I noticed that George thanked a long list of like 10-20 online C2C sites tonight, but forgot to mention coastgab. He did mention Night Hawk Zone, a site that has been listed repeatedly on Google as loaded w/ viruses and harmful to your computer, as well as being listed as a domain name that is for sale meaning it is a dead site.

I could have sworn I heard George trying to persuasively (well, as persuasive as he can be) suggest to Bruce Goldberg the other night that it was all doom and gloom in the future.
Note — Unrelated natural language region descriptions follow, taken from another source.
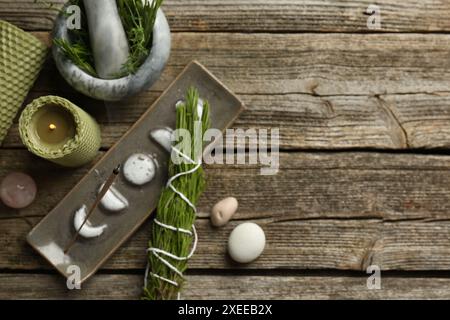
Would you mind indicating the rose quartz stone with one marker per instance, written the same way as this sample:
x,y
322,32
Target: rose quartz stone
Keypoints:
x,y
18,190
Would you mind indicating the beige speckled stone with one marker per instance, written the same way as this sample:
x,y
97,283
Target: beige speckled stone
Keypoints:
x,y
223,211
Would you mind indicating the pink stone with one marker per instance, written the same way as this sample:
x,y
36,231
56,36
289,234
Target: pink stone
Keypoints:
x,y
18,190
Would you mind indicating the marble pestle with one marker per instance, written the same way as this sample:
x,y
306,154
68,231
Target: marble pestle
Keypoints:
x,y
108,39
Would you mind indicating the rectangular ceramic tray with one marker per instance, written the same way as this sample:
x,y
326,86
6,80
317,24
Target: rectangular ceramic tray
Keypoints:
x,y
55,231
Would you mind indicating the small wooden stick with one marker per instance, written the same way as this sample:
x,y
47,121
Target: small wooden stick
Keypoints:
x,y
100,196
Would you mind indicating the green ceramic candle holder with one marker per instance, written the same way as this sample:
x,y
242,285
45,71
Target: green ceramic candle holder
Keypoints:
x,y
21,58
79,149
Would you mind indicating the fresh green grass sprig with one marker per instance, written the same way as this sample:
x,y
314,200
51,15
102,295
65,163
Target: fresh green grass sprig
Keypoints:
x,y
174,211
138,20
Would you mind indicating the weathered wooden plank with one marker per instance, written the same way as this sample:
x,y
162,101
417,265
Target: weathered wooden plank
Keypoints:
x,y
265,15
333,211
304,121
321,92
37,286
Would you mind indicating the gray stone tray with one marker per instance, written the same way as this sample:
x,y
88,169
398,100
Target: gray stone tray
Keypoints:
x,y
53,233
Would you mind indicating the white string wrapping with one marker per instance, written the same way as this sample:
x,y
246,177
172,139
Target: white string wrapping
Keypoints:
x,y
159,253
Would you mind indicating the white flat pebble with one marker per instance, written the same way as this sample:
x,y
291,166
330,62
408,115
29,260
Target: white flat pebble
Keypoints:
x,y
113,200
88,231
223,211
139,169
246,242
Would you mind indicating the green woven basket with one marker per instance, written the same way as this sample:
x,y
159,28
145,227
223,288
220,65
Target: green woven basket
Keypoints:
x,y
21,58
78,151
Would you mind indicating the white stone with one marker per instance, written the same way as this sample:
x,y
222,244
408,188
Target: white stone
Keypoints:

Thankfully, Dr Goldberg is one of those infuriatingly positive people and soon reassured George. Despite being batshit insane, George seemed quite happy for Dr Goldberg to peddle his merchandise on teleportation without asking any challenging questions - and couldn't wait to hear the good doctor regurgitate that Dexter Monterray crap...

Avi

George has become commercialism personified. There's even going to be a sequel to Worker of the Blight, hoping to make hay from whatever New-Agey thing is hot now. As Rollye James's email indicated, George was chosen for his embrace of Premiere's/Clear Channel's commercial schemes and for his acceptance of CC's control of program content. This is what Clear Channel does, after all; they produce banal, sophomoric, canned programming. Their radio personalities are nothing but hucksters. Worse, they force this banality onto independent radio stations by tying desired shows to crap, "If you want Limbaugh, you've got to take Kidd (please, he's 50, if he's a day) Craddick." CC decided it was going to make overnights profitable and George just said, "Great idea!" Never mind that they forced C2C into markets that didn't need or want it by tying it to programs that the stations did want. Naturally, this increased the banality factor off the charts. C2C is no longer about the paranormal, because, apparently, the paranormal demographic does not buy gold or supplements or whatever it is they're pushing this week. The demographic that Clear Channel is trying to reach does not want to hear intelligent callers or intelligent discussion on intelligent topics, it wants abiotic oil and reassurance - nothing too controversial (even the recent Satanist was, when all was said and done, a nice guy). With George's acceptance and/or collusion, marketing is now in the driver's seat at Coast.